Ali won her first world title, the inaugural International Boxing Association (IBA) super middleweight title, with a second round technical knockout of Suzette Taylor at the Aladdin Casino in Las Vegas, Nevada in August, 2002. In November, 2002, she defended that title and won the Women’s International Boxing Federation (WIBF) and Women’s International Boxing Association (WIBA) super middleweight titles with an eighth round technical knockout of Valerie Mahfood at the Stratosphere Hotel & Casino, again in Las Vegas.

After defending her super middleweight titles on several occasions, Ali knocked out Gwendolyn O’Neil in the third round at the Philips Arena in Atlanta, Georgia in September, 2004, to win the vacant WIBF light heavyweight title. The following June, she beat Erin Toughill by technical knockout in the third round at the MCI Centre, Washington DC to win the inaugural World Boxing Council (WBC) super middleweight title.

Katherine Brunt

Born in Barnsley on July 2, 1985, Katherine Brunt is a classical, right-arm fast bowler, who plays her domestic cricket for Yorkshire and Northern Diamonds. Since making her Test debut, against New Zealand in Scarborough, in August, 2004, she has become one of the finest servants of English cricket, with 250 caps in One Day International (ODI), Twenty20 International (T20I) and Test cricket. Indeed, she has won the International Cricket Council (ICC) Women’s Cricket World Cup twice, in 2009 and 2017, and the ICC Women’s T20 World Cup, formerly the ICC Women’s World Twenty20, once, also in 2009.

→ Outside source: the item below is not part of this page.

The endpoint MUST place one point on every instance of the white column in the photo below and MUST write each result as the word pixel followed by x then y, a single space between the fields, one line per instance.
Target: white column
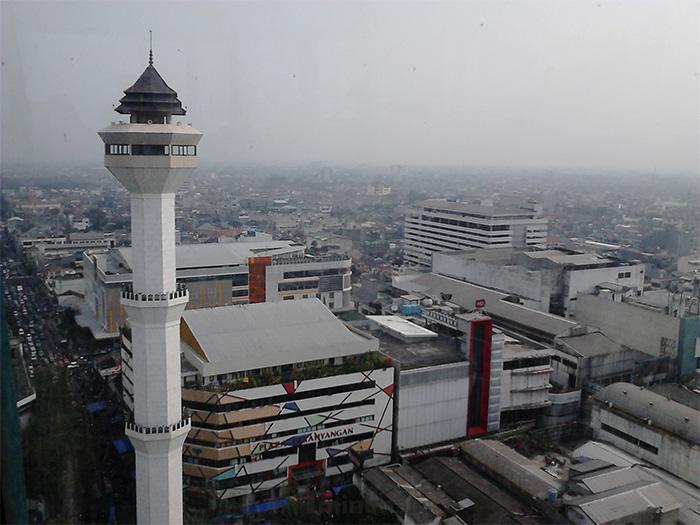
pixel 153 242
pixel 155 332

Brunt represented Yorkshire at Under-15 and Under-17 level but, by the age of 17 was, by her own admission, ‘as fat as anything’ and unhappy, so took some time away from the game. She returned to Yorkshire four stone lighter, entirely the result of her own willpower, quickly progressed to the now-defunct Super Fours and broke into the England team at the age of 19.

Brunt first played at the ICC Women’s Cricket World Cup in South Africa in 2005, when England was eliminated at the semi-final stage by the eventual winners, Australia. Brunt also made her Ashes debut in 2005, taking 5-115 in the first Test at Hove and 9-111 in the second Test at Worcester, as well as scoring 52 runs in the first innings of the second Test. England won the series 1-0, thereby recording a Test victory over Australia for the first time since 1984 and an Ashes series victory for the first time since 1963.

Brunt is all the more remarkable for the fact that, throughout her career, she has been dogged by back injuries. She was ruled out of the 2007/08 Ashes series, having undergone surgery on her back, replaced by Lancashire bowler Kate Cross for the duration of the 2013/14 Ashes series after suffering a recurrence of the same injury and, once again, ruled out of the ICC Women’s T20 World Cup, when the injury flared up in a warm-up match.